Designed by architect Peter Kreuthmeier, a resident and member of the association's board, the sculpture is installed at the monastery garden at Brosville Street and Monastery Avenue.

The work replicates the neighborhood's topography in CORE-TEN steel scrim. At 48 feet long, it curves gently around a concrete retaining wall and represents contours of the land at varying heights -- 4 feet tall at its shortest, said project manager Colin Butt of Technique Architectural Products, the firm that fabricated and installed the sculpture.

A concrete wall serves as the backdrop. Between the wall and the steel scrim is a reduced-energy lighting system.
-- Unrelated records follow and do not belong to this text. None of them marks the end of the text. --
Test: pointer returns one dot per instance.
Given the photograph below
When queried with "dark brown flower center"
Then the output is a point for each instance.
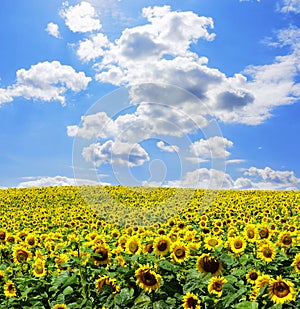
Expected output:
(210, 265)
(217, 286)
(22, 256)
(264, 233)
(162, 245)
(179, 253)
(281, 289)
(148, 278)
(267, 253)
(287, 240)
(238, 244)
(102, 255)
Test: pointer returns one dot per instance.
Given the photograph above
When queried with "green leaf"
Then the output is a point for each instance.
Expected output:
(68, 290)
(246, 305)
(168, 266)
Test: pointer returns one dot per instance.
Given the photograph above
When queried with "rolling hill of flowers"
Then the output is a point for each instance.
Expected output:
(58, 252)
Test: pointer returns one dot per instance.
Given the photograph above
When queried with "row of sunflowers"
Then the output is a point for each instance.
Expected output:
(60, 249)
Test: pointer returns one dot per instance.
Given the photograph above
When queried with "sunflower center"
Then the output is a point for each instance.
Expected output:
(133, 247)
(162, 245)
(39, 269)
(11, 288)
(149, 279)
(281, 289)
(264, 233)
(253, 276)
(22, 256)
(102, 254)
(267, 253)
(238, 244)
(250, 234)
(210, 265)
(213, 242)
(180, 253)
(217, 286)
(287, 240)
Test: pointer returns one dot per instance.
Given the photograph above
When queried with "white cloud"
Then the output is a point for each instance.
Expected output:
(289, 6)
(269, 175)
(168, 148)
(156, 53)
(46, 181)
(97, 125)
(92, 48)
(53, 29)
(81, 17)
(204, 178)
(48, 81)
(214, 147)
(115, 153)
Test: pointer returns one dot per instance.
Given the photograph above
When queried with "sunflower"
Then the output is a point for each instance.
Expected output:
(60, 306)
(133, 245)
(215, 285)
(10, 289)
(147, 279)
(161, 245)
(101, 254)
(296, 263)
(250, 233)
(21, 254)
(285, 239)
(180, 252)
(281, 291)
(237, 244)
(252, 276)
(105, 280)
(212, 242)
(208, 264)
(267, 252)
(191, 301)
(262, 280)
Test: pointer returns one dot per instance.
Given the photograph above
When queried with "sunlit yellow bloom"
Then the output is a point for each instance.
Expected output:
(215, 285)
(147, 279)
(238, 244)
(208, 264)
(281, 291)
(179, 252)
(267, 252)
(133, 245)
(10, 289)
(161, 245)
(252, 276)
(296, 263)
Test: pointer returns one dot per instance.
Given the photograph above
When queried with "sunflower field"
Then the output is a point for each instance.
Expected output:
(58, 252)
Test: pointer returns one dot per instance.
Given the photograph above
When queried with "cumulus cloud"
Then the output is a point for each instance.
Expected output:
(115, 152)
(81, 17)
(204, 178)
(289, 6)
(47, 81)
(53, 29)
(92, 48)
(168, 148)
(156, 53)
(47, 181)
(214, 147)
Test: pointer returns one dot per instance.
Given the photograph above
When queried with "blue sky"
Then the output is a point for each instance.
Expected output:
(160, 93)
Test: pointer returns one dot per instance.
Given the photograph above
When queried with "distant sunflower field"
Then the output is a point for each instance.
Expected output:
(243, 251)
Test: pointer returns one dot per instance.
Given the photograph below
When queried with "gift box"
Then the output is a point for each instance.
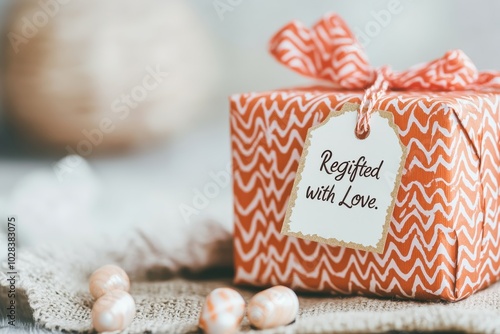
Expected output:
(443, 240)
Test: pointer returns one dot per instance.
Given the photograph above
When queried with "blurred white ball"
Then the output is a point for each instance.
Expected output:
(98, 75)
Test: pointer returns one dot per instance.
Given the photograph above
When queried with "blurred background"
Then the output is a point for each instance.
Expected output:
(138, 89)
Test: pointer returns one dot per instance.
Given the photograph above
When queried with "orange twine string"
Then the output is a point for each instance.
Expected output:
(372, 94)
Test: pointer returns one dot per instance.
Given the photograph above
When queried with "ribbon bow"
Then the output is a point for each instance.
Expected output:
(330, 51)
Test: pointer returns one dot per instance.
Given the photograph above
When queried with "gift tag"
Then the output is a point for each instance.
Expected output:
(345, 188)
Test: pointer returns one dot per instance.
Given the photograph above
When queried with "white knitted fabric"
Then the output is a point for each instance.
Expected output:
(55, 283)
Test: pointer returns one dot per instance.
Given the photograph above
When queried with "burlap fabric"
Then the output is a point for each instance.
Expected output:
(55, 284)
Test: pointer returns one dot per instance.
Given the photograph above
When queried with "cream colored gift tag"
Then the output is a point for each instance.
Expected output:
(345, 188)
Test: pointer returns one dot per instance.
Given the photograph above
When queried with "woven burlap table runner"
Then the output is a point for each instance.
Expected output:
(55, 284)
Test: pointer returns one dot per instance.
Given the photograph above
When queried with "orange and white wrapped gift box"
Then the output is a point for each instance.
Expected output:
(443, 240)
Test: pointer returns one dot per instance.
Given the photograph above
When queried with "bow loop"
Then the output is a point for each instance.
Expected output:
(454, 71)
(329, 51)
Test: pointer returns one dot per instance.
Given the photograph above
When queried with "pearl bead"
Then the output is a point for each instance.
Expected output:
(276, 306)
(108, 278)
(222, 312)
(114, 311)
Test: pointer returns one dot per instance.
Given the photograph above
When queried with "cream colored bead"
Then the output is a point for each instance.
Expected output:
(222, 312)
(108, 278)
(114, 311)
(276, 306)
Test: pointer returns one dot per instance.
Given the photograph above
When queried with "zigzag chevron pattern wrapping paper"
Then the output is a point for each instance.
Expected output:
(444, 237)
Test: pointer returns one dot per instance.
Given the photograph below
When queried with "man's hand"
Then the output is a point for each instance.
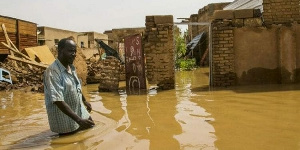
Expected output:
(88, 106)
(85, 123)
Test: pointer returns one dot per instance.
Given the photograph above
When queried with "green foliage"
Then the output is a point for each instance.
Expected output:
(180, 45)
(182, 64)
(185, 64)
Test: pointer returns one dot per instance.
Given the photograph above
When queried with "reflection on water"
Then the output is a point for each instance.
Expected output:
(188, 117)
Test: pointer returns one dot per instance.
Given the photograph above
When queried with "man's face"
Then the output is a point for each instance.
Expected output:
(69, 52)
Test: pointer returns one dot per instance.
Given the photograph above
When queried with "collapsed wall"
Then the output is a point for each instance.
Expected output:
(159, 49)
(104, 72)
(245, 51)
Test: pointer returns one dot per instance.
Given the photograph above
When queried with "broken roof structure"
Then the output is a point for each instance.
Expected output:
(245, 4)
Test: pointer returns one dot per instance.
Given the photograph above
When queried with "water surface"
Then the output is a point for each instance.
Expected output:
(192, 116)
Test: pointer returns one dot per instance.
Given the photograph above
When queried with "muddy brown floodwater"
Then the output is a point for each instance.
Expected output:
(192, 116)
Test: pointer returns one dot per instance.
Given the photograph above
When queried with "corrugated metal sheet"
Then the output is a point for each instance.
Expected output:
(21, 33)
(245, 4)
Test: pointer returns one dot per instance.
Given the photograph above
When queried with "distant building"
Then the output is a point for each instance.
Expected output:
(116, 36)
(22, 33)
(50, 36)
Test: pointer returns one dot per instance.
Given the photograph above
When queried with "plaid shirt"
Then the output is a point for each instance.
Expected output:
(59, 85)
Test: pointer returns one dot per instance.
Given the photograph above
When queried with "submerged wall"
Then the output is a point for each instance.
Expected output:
(247, 52)
(159, 49)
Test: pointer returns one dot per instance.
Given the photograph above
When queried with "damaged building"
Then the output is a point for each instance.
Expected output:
(253, 42)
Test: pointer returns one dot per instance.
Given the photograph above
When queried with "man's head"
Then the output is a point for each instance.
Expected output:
(66, 51)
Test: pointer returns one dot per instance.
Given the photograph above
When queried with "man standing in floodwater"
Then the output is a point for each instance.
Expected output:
(67, 108)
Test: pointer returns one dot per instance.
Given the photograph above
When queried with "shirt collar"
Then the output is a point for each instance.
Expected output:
(62, 67)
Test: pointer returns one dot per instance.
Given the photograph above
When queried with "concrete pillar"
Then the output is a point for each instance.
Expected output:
(287, 48)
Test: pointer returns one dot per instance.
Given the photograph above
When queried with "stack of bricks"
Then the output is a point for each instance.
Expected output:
(223, 72)
(223, 54)
(159, 49)
(109, 74)
(281, 11)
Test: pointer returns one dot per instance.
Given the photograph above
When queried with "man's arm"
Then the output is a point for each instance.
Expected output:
(87, 104)
(83, 123)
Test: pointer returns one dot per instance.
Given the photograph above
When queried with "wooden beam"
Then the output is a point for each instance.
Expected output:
(18, 39)
(5, 34)
(27, 61)
(12, 49)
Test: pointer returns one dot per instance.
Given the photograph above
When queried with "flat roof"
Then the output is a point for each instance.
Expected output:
(17, 19)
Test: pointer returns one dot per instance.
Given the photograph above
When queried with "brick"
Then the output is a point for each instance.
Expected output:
(223, 14)
(163, 19)
(243, 13)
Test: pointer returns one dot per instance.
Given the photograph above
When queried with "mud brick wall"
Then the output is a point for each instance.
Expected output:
(159, 49)
(109, 74)
(281, 11)
(223, 53)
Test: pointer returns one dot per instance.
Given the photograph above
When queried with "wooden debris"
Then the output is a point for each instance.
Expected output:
(25, 72)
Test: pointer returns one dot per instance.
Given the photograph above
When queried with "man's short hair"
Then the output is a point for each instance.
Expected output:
(62, 43)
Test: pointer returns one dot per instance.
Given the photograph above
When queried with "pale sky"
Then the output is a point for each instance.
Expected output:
(97, 15)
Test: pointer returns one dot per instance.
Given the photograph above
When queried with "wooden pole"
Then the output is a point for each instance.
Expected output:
(27, 61)
(12, 49)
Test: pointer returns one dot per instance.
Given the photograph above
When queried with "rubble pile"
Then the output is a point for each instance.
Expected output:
(105, 72)
(23, 75)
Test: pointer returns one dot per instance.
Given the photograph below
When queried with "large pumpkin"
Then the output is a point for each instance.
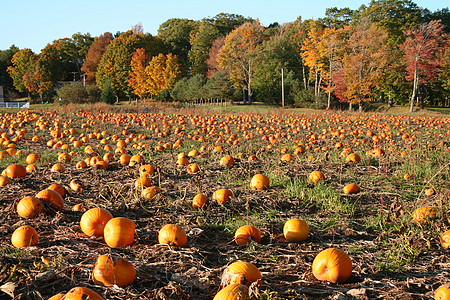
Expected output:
(240, 272)
(234, 291)
(445, 239)
(246, 234)
(259, 182)
(52, 197)
(82, 293)
(316, 176)
(295, 230)
(199, 201)
(351, 189)
(29, 207)
(119, 232)
(24, 236)
(108, 271)
(332, 265)
(424, 213)
(93, 221)
(173, 235)
(15, 171)
(222, 195)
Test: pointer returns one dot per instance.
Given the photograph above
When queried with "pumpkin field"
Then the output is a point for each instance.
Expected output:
(170, 202)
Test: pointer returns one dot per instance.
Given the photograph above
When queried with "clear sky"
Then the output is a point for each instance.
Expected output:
(35, 23)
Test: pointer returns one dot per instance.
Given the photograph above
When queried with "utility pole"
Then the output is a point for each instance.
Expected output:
(282, 87)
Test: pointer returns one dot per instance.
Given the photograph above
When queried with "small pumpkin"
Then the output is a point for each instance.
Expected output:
(76, 185)
(351, 189)
(52, 197)
(295, 230)
(443, 292)
(316, 176)
(32, 158)
(287, 157)
(240, 272)
(24, 236)
(234, 291)
(4, 181)
(246, 234)
(58, 168)
(424, 213)
(93, 221)
(445, 239)
(173, 235)
(222, 195)
(29, 207)
(259, 182)
(193, 168)
(15, 171)
(199, 201)
(227, 161)
(353, 158)
(332, 265)
(58, 188)
(81, 293)
(109, 271)
(119, 232)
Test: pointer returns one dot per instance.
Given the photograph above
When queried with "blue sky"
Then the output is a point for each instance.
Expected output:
(33, 24)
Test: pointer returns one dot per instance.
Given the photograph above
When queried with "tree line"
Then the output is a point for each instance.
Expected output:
(389, 50)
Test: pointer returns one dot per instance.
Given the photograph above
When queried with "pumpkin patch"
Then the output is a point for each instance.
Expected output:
(120, 201)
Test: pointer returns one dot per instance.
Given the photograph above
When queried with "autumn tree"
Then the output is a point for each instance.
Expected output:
(93, 56)
(201, 42)
(137, 79)
(115, 63)
(22, 61)
(237, 54)
(364, 61)
(176, 33)
(422, 47)
(212, 62)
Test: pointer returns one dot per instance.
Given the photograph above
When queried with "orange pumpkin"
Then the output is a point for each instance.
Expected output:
(58, 188)
(173, 235)
(259, 182)
(4, 180)
(199, 201)
(108, 271)
(332, 265)
(32, 158)
(351, 189)
(52, 197)
(353, 157)
(81, 293)
(29, 207)
(93, 221)
(316, 176)
(234, 291)
(193, 168)
(15, 171)
(222, 195)
(227, 160)
(295, 230)
(240, 272)
(24, 236)
(149, 169)
(445, 239)
(424, 213)
(119, 232)
(443, 292)
(246, 234)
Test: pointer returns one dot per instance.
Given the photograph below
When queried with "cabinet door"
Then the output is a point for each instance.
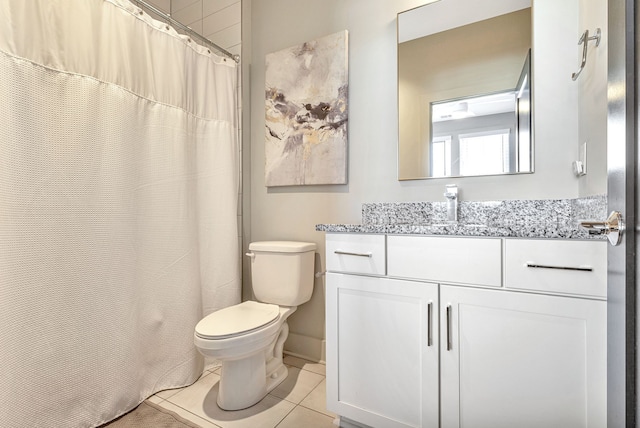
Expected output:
(512, 359)
(381, 368)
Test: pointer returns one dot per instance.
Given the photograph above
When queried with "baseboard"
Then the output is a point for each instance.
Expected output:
(307, 347)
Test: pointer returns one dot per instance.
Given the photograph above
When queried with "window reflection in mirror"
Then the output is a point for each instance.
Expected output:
(463, 93)
(482, 135)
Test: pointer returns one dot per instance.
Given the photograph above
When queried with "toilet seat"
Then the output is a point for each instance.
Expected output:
(237, 320)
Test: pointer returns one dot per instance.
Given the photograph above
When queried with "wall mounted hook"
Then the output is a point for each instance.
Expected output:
(584, 41)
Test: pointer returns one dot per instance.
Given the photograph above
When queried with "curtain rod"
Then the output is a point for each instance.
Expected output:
(186, 29)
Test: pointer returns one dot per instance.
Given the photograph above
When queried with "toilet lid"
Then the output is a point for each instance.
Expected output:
(237, 319)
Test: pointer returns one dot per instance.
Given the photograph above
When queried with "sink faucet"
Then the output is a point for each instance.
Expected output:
(451, 194)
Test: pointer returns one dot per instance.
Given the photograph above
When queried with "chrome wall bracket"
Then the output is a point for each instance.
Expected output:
(584, 41)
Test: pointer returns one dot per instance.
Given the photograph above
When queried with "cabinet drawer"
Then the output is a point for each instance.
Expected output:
(356, 253)
(574, 267)
(476, 261)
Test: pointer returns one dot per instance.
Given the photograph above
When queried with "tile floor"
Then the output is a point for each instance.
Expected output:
(299, 401)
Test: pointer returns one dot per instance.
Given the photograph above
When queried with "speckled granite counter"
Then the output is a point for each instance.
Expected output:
(553, 218)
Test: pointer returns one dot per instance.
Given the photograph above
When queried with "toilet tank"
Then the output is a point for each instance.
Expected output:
(282, 271)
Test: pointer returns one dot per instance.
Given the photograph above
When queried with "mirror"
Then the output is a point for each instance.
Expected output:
(464, 90)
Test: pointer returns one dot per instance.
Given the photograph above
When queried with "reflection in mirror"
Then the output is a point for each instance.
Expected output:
(483, 134)
(463, 92)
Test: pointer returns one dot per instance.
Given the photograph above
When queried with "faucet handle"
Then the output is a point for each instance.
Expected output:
(451, 191)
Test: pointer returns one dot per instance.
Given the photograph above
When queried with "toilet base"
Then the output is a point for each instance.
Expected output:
(257, 375)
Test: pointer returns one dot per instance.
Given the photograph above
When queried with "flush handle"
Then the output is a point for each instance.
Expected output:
(613, 227)
(350, 253)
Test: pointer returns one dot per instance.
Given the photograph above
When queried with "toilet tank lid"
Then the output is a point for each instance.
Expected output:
(282, 246)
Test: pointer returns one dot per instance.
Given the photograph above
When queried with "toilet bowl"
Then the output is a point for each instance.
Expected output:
(248, 338)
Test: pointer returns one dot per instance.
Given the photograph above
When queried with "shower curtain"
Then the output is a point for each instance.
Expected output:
(118, 208)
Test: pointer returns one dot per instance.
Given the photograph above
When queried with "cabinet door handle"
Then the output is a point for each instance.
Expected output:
(429, 324)
(582, 269)
(449, 339)
(349, 253)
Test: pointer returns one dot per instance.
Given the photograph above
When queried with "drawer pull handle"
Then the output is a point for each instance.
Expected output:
(449, 339)
(429, 324)
(581, 269)
(348, 253)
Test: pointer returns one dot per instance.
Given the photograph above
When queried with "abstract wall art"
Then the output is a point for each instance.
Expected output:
(306, 114)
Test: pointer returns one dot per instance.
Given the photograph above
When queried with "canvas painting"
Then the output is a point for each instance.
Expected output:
(306, 113)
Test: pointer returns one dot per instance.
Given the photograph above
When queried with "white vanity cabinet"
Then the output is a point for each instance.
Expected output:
(382, 351)
(511, 359)
(421, 344)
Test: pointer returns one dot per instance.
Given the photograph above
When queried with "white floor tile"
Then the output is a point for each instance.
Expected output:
(297, 385)
(200, 399)
(303, 417)
(155, 399)
(305, 364)
(203, 423)
(317, 400)
(168, 393)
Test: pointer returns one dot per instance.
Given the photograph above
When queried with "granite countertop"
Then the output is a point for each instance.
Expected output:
(558, 218)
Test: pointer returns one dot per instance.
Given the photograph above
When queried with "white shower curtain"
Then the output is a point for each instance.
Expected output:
(118, 208)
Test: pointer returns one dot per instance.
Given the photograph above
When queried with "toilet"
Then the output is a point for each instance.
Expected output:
(248, 338)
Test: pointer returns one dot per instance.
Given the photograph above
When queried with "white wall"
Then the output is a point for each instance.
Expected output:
(592, 99)
(293, 212)
(217, 20)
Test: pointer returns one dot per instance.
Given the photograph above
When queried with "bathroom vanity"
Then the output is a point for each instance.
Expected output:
(428, 331)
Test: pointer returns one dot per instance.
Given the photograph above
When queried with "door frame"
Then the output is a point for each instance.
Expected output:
(622, 127)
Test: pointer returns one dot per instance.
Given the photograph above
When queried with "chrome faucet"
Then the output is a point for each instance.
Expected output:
(451, 194)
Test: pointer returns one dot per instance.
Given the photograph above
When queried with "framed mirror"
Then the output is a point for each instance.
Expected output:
(464, 90)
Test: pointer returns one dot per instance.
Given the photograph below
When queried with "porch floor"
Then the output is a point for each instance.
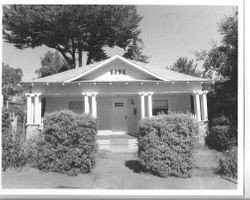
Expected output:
(113, 137)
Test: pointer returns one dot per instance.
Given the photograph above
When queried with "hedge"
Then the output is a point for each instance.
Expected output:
(228, 165)
(166, 144)
(68, 143)
(11, 147)
(222, 135)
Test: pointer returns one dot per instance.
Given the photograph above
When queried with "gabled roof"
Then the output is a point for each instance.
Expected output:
(160, 73)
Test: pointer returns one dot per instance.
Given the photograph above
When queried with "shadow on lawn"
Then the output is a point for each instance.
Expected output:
(134, 165)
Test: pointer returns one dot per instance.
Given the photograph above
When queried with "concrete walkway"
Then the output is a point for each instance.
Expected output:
(113, 171)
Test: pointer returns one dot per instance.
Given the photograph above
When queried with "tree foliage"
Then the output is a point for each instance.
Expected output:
(134, 51)
(223, 59)
(11, 78)
(183, 65)
(52, 63)
(72, 29)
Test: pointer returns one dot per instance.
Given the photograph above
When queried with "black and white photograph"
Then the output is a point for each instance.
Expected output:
(123, 99)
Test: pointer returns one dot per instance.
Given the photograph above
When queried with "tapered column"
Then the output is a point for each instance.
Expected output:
(197, 105)
(94, 106)
(29, 116)
(40, 110)
(150, 106)
(37, 109)
(204, 106)
(86, 104)
(142, 105)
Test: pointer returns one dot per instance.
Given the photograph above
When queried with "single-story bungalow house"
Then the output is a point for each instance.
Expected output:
(118, 92)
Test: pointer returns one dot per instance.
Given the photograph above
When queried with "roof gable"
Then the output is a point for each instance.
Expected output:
(101, 72)
(128, 71)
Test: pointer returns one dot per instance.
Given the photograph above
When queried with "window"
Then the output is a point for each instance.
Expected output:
(118, 104)
(76, 106)
(118, 72)
(160, 106)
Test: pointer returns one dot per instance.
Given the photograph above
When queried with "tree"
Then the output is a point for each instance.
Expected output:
(223, 59)
(11, 78)
(72, 29)
(52, 63)
(183, 65)
(134, 51)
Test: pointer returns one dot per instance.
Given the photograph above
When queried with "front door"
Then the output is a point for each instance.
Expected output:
(119, 115)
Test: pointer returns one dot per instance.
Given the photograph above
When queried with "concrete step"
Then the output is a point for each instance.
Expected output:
(118, 145)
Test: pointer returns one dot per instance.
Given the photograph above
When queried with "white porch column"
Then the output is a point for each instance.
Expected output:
(197, 106)
(29, 117)
(204, 106)
(150, 106)
(40, 110)
(94, 106)
(86, 103)
(37, 109)
(142, 105)
(32, 107)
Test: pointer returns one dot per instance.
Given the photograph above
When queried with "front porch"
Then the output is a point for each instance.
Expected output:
(117, 113)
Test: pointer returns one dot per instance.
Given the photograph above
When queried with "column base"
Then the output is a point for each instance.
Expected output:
(202, 128)
(32, 131)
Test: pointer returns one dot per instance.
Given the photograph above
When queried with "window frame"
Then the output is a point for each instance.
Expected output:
(76, 100)
(160, 98)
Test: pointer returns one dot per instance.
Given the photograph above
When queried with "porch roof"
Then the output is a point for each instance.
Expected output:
(161, 72)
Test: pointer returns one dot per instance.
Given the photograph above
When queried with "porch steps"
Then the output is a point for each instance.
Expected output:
(121, 144)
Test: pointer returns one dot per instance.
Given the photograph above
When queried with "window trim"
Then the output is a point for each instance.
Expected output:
(74, 100)
(161, 98)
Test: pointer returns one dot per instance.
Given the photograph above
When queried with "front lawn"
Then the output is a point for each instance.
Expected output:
(122, 171)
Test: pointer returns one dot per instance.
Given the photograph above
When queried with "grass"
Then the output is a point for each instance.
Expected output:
(122, 171)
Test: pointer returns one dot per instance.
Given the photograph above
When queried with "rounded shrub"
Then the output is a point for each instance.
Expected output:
(11, 146)
(68, 143)
(222, 136)
(166, 144)
(228, 164)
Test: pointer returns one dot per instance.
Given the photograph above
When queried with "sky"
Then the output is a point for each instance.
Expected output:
(168, 32)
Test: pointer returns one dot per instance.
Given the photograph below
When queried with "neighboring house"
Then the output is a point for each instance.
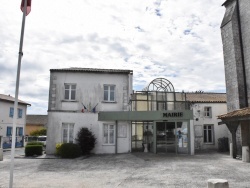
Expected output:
(206, 107)
(157, 119)
(6, 120)
(35, 123)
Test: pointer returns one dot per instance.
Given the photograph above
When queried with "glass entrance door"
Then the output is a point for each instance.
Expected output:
(166, 137)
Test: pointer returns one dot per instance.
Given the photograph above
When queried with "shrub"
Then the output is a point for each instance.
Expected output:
(86, 140)
(31, 150)
(34, 143)
(70, 150)
(223, 145)
(58, 149)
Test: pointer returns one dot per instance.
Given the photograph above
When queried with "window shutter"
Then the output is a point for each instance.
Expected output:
(11, 112)
(20, 131)
(9, 129)
(20, 113)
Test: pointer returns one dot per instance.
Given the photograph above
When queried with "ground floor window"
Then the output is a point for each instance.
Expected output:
(109, 134)
(208, 134)
(67, 132)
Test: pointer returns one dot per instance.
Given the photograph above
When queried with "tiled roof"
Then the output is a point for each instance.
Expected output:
(11, 99)
(244, 112)
(77, 69)
(37, 119)
(206, 97)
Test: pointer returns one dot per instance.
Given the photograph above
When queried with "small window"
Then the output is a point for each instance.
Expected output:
(9, 131)
(109, 134)
(67, 132)
(208, 112)
(70, 92)
(20, 113)
(109, 93)
(208, 134)
(11, 112)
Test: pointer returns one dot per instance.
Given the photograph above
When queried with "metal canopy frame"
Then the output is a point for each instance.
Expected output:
(160, 84)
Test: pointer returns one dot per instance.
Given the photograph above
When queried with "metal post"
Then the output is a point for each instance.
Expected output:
(16, 97)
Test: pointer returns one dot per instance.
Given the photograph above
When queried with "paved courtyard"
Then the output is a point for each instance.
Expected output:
(125, 170)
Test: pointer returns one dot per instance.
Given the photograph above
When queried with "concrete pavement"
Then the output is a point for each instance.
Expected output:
(126, 170)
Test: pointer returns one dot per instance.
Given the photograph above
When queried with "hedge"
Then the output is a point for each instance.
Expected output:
(31, 150)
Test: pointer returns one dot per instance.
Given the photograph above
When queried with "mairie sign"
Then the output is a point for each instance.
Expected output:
(173, 114)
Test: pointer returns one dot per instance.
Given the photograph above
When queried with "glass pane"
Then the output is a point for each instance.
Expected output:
(105, 95)
(73, 95)
(66, 94)
(111, 138)
(205, 135)
(209, 135)
(65, 135)
(105, 138)
(112, 95)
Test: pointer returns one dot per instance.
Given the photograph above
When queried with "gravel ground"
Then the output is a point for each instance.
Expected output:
(125, 170)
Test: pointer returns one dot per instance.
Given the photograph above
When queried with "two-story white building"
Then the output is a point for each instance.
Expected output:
(157, 119)
(6, 120)
(206, 108)
(75, 97)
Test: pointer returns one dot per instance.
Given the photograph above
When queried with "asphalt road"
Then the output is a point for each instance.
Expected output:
(125, 170)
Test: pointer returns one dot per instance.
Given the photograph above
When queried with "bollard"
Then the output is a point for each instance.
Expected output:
(217, 183)
(245, 154)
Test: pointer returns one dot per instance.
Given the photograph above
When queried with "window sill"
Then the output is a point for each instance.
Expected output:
(209, 143)
(109, 102)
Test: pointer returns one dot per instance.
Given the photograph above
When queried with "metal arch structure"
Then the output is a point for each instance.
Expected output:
(160, 84)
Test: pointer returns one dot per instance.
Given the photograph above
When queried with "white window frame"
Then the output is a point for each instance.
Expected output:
(70, 90)
(206, 129)
(107, 140)
(109, 93)
(208, 111)
(68, 127)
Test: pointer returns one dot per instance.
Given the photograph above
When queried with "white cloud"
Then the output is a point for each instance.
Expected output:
(176, 39)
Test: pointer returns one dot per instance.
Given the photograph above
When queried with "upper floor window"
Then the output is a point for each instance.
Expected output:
(11, 112)
(208, 134)
(70, 92)
(208, 111)
(109, 93)
(109, 134)
(67, 132)
(20, 113)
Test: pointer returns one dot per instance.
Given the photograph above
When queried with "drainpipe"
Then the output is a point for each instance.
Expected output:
(242, 54)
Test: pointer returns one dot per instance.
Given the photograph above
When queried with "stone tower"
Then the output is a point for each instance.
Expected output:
(235, 31)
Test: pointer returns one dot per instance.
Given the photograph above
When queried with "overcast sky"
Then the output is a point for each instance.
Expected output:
(178, 40)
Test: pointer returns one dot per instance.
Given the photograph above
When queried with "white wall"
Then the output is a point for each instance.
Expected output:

"The holes are buildings and stairs, and the light plays through them almost like a jack-o'-lantern," said Mr. Kreuthmeier. A steel-bar pattern in relief over the perforations acts as a "layer of topography" that reflects sunlight and shadow by day, he said.

"I'm thrilled with the way it turned out," he said. "You can put all the details on paper and calculate how the lighting will behave but you never know" until it's in place. "You can predict what it will look like, but you can't script the kind of emotional response it might evoke.

"It's really a map of the neighborhood," he said.

Duquesne Light donated the small plot that Slopes residents cleared of overgrowth and turned into the monastery garden last year. The sculpture was installed in August and is "one of a continuing installment of street furniture ideas we have for the Slopes," said Mr. Kreuthmeier.